Denn nach ihrer Aussage hat die Rechtsabteilung Omega 55 nicht freigegeben, sondern nur diese eine erste Einschätzung durch Dr. Sascha E. erteilt. Zudem habe sich die Einschätzung nur auf Teil-A des Deals bezogen, also auf den Teil, der das Eigenkapital der HSH entlasten sollte.

Als sie gelesen hatte, was da in der Vorlage drin steht, habe sie sofort mit dem Koordinator in London, Marc S., telefoniert. Es sei ein „kritisches Telefonat“ gewesen, das „nicht konsensual zu Ende gegangen ist“, sagte Zeugin Vera S.

Zeugin hat von Omega abgeraten

Die Zeugin will sogar den Leiter der Londoner Niederlassung, Luis Marti-Sanchez, in einem Telefonat empfohlen haben, Omega 55 nicht abzuschließen, worauf Marti-Sanches sagte: „Um ehrlich zu sein, wir müssen das Geschäft tätigen.“ 

Lügt einer?

Wann also hat die Rechtsabteilung was geprüft und freigegeben? Wer sagt dazu die Wahrheit? Vor Gericht jedenfalls widersprechen sich die Zeugen.

Eigentlich müsste sich so ein wichtiger Sachverhalt durch Dokumente, Gesprächsnotizen, Sitzungsprotokolle und schriftliche Analysen belegen lassen. Aber all das gibt es in diesem Fall nicht. Nur diese eine eMail von Sascha E. ist dokumentiert – und sie datiert offenbar von Ende November 2007. Alles andere blieb nur ausgesprochen … 

Nichts dokumentiert

Für die Dokumentation habe damals die Zeit gefehlt, gibt Vera S. vor Gericht zu. Kaum etwas zu dokumentieren „war ein Fehler“, der sie „im Nachgang auch geärgert“ habe. Sie habe Ende 2007 häufig von 8 bis 23 Uhr gearbeitet. Das sei „nicht mehr schön“ gewesen und eine „außergewöhnliche Zeit.“

Dass es einen Teil-B gebe, in dem die Bank die in Teil-A abgegebenen Risiken wieder zurücknimmt, will die Zeugin ebenfalls erst im Januar 2008 erfahren haben. Als sie es wußte, habe sie sofort gegenüber dem Londoner Niederlassungsleiter Luis Marti-Sanchez Bedenken geäußert, weil ein Kreislaufgeschäft das Eigenkapital nicht entlastet. Marti-Sanchez aber habe ihre Bedenken nicht geteilt, weil Teil-A im Jahr 2007 liege und Teil-B 2008 abgeschlossen werde. Diese zeitliche Zäsur teile Omega 55 folglich in zwei Geschäfte.

Der Leiter der Rechtsabteilung, Dr.
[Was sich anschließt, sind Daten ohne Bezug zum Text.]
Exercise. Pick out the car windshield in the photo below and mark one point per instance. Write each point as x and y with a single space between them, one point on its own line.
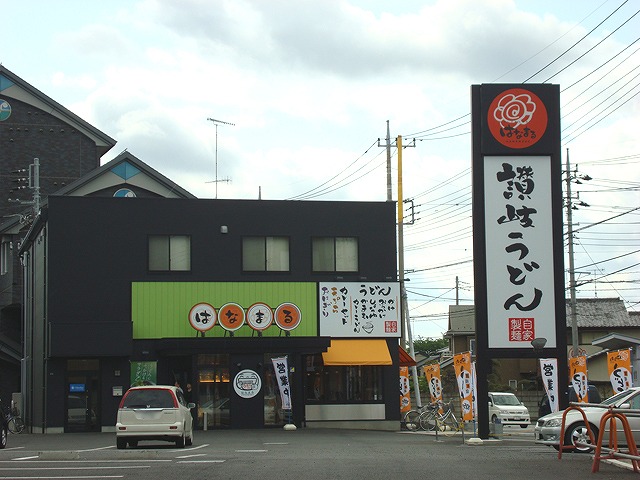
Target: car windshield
616 398
505 400
149 398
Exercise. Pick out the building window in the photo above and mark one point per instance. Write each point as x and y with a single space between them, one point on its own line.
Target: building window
335 254
5 257
350 384
265 254
170 253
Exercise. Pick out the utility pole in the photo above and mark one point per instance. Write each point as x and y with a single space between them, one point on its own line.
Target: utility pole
572 274
216 123
406 331
388 147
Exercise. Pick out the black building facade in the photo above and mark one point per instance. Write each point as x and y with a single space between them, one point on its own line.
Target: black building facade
207 293
32 126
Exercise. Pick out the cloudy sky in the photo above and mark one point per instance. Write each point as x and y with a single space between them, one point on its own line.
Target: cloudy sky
309 86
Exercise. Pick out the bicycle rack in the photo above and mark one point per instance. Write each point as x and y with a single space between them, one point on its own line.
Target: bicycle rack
613 451
561 445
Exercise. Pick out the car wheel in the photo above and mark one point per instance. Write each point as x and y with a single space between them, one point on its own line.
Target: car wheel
577 433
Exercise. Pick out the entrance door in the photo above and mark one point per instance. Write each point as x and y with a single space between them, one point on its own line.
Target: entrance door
213 392
247 391
81 396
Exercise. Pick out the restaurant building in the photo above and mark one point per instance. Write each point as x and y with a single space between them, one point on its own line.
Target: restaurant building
124 286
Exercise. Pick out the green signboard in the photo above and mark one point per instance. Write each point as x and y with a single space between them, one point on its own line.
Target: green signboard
219 309
144 373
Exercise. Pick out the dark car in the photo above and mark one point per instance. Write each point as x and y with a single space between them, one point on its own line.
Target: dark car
593 395
4 428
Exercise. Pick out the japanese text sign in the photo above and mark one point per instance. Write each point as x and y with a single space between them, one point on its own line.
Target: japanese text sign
359 309
519 239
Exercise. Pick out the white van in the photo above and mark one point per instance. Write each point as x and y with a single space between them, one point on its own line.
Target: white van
508 409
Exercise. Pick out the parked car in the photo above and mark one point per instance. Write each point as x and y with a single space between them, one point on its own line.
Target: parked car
593 395
548 428
154 412
507 408
4 427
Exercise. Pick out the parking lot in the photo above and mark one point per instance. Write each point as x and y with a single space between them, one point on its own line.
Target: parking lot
304 453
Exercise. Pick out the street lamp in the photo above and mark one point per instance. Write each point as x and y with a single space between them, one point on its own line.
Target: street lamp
216 123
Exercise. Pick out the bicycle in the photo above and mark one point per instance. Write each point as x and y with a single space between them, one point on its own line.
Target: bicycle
14 422
411 419
448 423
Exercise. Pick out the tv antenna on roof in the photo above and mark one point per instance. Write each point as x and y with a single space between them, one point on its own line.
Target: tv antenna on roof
216 123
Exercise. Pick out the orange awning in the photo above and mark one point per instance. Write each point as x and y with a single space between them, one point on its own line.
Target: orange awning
357 352
405 358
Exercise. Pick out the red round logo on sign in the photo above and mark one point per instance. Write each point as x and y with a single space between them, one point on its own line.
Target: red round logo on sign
517 118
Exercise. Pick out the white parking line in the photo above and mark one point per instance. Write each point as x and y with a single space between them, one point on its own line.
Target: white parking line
95 449
189 449
85 477
201 461
88 467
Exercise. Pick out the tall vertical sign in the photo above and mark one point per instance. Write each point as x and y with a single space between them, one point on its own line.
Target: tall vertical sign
517 227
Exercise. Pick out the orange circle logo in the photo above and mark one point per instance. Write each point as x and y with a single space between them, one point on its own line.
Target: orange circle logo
517 118
288 316
202 317
231 316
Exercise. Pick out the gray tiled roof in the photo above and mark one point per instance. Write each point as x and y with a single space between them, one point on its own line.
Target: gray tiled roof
602 312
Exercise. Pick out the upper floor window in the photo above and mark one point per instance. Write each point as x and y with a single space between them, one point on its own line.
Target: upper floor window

Wolfgang Gössmann, bestätigte Vera S., dass durch die zeitliche Trennung Omega aufsichtsrechtlich als in Ordnung anzusehen ist. So erinnert sich Vera S. jedenfalls.

Sie habe daraufhin Marti-Sanchez empfohlen, das vom Vorstand genehmigen zu lassen. Worauf hin Marti-Sanchez erwidert haben soll: Das habe er schon, außerdem sei er in einem laufenden Austausch mit dem Vorstand. 

Wer erinnert sich richtig?

Vera S. Bedenken waren damit nicht zerstreut, sie habe letztlich im Januar 2008 aber doch ihr o.k. gegeben, mündlich, zum Teil-B, weil ihr Vorgesetzter Dr. Gössmann ihr letztlich keine Wahl ließ. Es sei eine aufsichtsrechtliche Grauzone gewesen, sagt sie heute. Schriftlich hat sie nichts ausgearbeitet, genauso wenig wie ihr Kollege Sascha E. Gesprächsnotizen der geführten Telefonate, die die Aussage der Zeugin stützten könnten, existieren nicht.

Wichtig: Die Vorstandsvorlage zu Omega 55 stellt beide Teile dar und setzt sie in Zusammenhang. Die Vorstände haben das Ende Dezember 2007 unterschrieben. Und so, wie es sich jetzt darstellt, ohne umfassende rechtliche Prüfung.

Wer erinnert sich hier richtig? Oder wer redet sich die Vergangenheit schön?

Dr. Sascha E. jedenfalls ist auch als Zeuge geladen, genauso wie der Leiter der Rechtsabteilung, Dr. Wolfgang Gössmann.

(Die HSH kündigte übrigens ihrem Chefjustiziar Wolfgang Gössmann zum 30. September 2011 wegen des Verdachts auf Untreue. Das Arbeitsgericht Hamburg bestätigte die Entlassung als rechtens.)
 

2 Kommentare Auch mitreden →
  1. bescheidwisser permalink
    15. Oktober 2013 @ 20:41

    „Eine Skizze musste reichen“ – noch dazu noch nicht mal selbst erstellt, sondern vom Kontrahenten zugeliefert ? Das war alles ? Das ist unglaublich.

    Damit ist ja offenkundig, dass der Vorstand ohne ausreichende rechtliche Prüfung – nur aufgrund der Zusicherungen aus London das Geschäft durchgewunken hat.

    • 16. Oktober 2013 @ 10:04

      So sieht es zumindest aus oder stellt sich dar nach Aussage der Juristin Vera S. Am 17. Oktober, 9:30 Uhr, geht der Prozess weiter und da ist dann ihr Kollege. Dr. Sascha E. geladen, der diese erste rechtlichen Prüfung abgegeben hat.
      Wir alle sind gespannt, ob er die Aussagen von Vera S. stützt oder etwas ganz anderes erzählt.